En finir avec les retours est donc, bien souvent, la décision la plus logique sur le plan économique. Déjà, des enquêtes sur de grands détaillants, dont Amazon, ont révélé que des dizaines de milliers de produits étaient simplement jetés, chaque semaine. Le géant du commerce électronique affirme pourtant que rien ne finit au dépotoir, mais est plutôt donné, recyclé ou brûlé pour produire de l’énergie.
Chaque année, l’industrie de la mode produit plus de 92 millions de tonnes de déchets textiles, rappelle Mme Perry. Seulement aux États-Unis, les articles de mode renvoyés aux détaillants entraînent plus d’émissions de CO2 que l’équivalent de trois millions de voitures.

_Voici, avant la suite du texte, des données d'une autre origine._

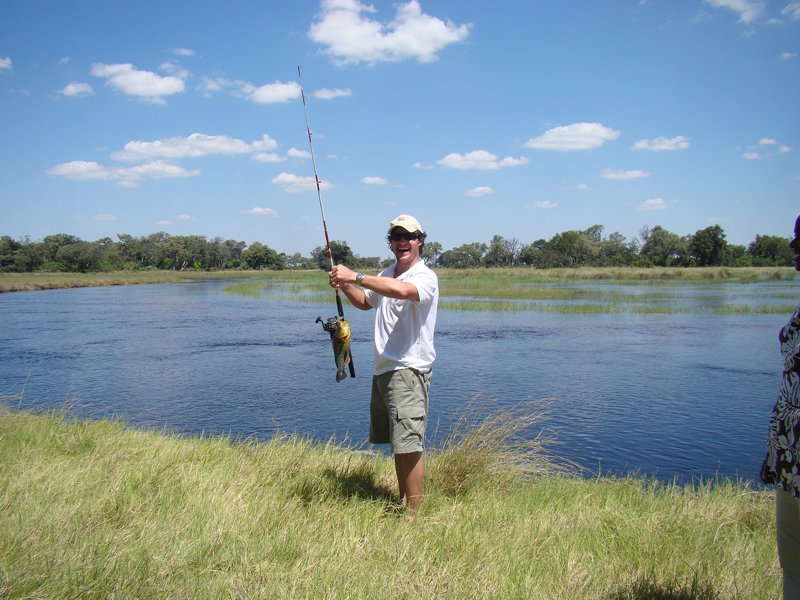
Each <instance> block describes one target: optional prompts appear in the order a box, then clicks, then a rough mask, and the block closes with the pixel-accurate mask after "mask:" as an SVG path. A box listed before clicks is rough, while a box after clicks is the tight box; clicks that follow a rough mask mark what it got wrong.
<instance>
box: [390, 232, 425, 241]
mask: <svg viewBox="0 0 800 600" xmlns="http://www.w3.org/2000/svg"><path fill="white" fill-rule="evenodd" d="M389 239H390V240H391V241H393V242H399V241H400V240H405V241H407V242H410V241H411V240H418V239H419V233H390V234H389Z"/></svg>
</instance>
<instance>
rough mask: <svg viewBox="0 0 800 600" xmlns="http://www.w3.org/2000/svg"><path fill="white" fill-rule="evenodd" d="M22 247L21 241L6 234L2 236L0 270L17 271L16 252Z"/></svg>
mask: <svg viewBox="0 0 800 600" xmlns="http://www.w3.org/2000/svg"><path fill="white" fill-rule="evenodd" d="M21 247H22V244H21V243H20V242H17V241H15V240H14V239H12V238H11V237H9V236H7V235H4V236H3V237H1V238H0V271H3V272H9V271H16V268H17V265H16V261H15V256H14V255H15V254H16V252H17V251H19V249H20V248H21Z"/></svg>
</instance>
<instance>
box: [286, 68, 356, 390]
mask: <svg viewBox="0 0 800 600" xmlns="http://www.w3.org/2000/svg"><path fill="white" fill-rule="evenodd" d="M297 81H298V83H299V84H300V96H301V97H302V99H303V115H304V116H305V119H306V132H307V133H308V149H309V150H310V151H311V167H312V168H313V169H314V181H315V182H316V183H317V199H318V200H319V212H320V215H321V216H322V229H323V231H324V232H325V245H326V247H327V249H328V261H330V264H331V271H332V270H333V267H334V264H333V252H332V251H331V240H330V237H329V236H328V222H327V220H326V219H325V207H324V206H323V204H322V190H320V185H319V175H317V161H316V159H315V158H314V144H312V143H311V127H310V126H309V124H308V107H307V106H306V94H305V92H304V91H303V77H302V76H301V75H300V65H298V66H297ZM333 291H334V292H335V293H336V309H337V311H338V312H339V319H344V308H343V307H342V296H341V294H339V288H334V289H333ZM321 320H322V319H321V318H317V321H321ZM332 321H336V319H335V318H334V319H328V323H327V324H323V326H322V327H323V329H325V331H328V332H330V334H331V339H334V337H335V332H336V329H337V327H338V322H336V323H334V322H332ZM348 328H349V326H348ZM348 344H349V336H348ZM346 350H347V354H348V357H347V358H348V367H349V369H350V377H355V376H356V368H355V365H354V364H353V356H352V354H351V353H350V349H349V346H348V348H347V349H346ZM336 354H337V352H336V348H335V347H334V355H336Z"/></svg>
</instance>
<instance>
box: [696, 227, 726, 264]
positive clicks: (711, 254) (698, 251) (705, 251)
mask: <svg viewBox="0 0 800 600" xmlns="http://www.w3.org/2000/svg"><path fill="white" fill-rule="evenodd" d="M727 248H728V242H727V241H726V240H725V232H724V231H723V230H722V227H720V226H719V225H712V226H711V227H706V228H705V229H701V230H699V231H697V232H695V234H694V235H693V236H691V238H690V239H689V257H690V259H691V260H692V262H694V263H695V264H696V265H697V266H700V267H718V266H720V265H723V264H725V260H726V258H727Z"/></svg>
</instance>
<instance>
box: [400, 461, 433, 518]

Ce CO2, un important gaz à effet de serre, est d’abord émis lors de la collecte des articles à renvoyer, avant que la quantité de ce gaz n’augmente encore lorsque les articles sont brûlés ou jetés dans une décharge. En raison de la prévalence des fibres synthétiques dans la fast fashion, précise Mme Perry, les articles renvoyés peuvent se décomposer pendant un siècle, en émettant du CO2 et du méthane, un autre gaz très polluant, à la même occasion, en plus de laisser derrière eux des substances nocives, dans le sol.
S’attaquer aux obstacles
Si les enjeux environnementaux des articles renvoyés sont clairs, les détaillants de l’industrie de la mode sont également sous le coup d’incitatifs financiers pour s’attaquer à la question des frais de gestion.
En raison de la complexité du traitement des articles retournés, les détaillants font de plus en plus souvent appel à des firmes spécialisées tierces, comme ReBound Returns, qui tente de rendre le processus plus durable.
Cette entreprise encourage les détaillants à donner leurs articles renvoyés à des organisations caritatives. Jusqu’à présent, indique Mme Perry, ce processus a permis d’effectuer des dons de 190 millions de livres sterling. Selon ASOS, 97 % de leurs produits renvoyés sont maintenant revendus, et qu’aucun article n’est envoyé à la décharge.
Malgré tout, l’attrait de la fast fashion continue de croître. La chercheuse appelle à revoir ces pratiques délétères, notamment en encadrant davantage les politiques en matière de retour d’articles, histoire de tenir compte de l’aspect environnemental de la chose.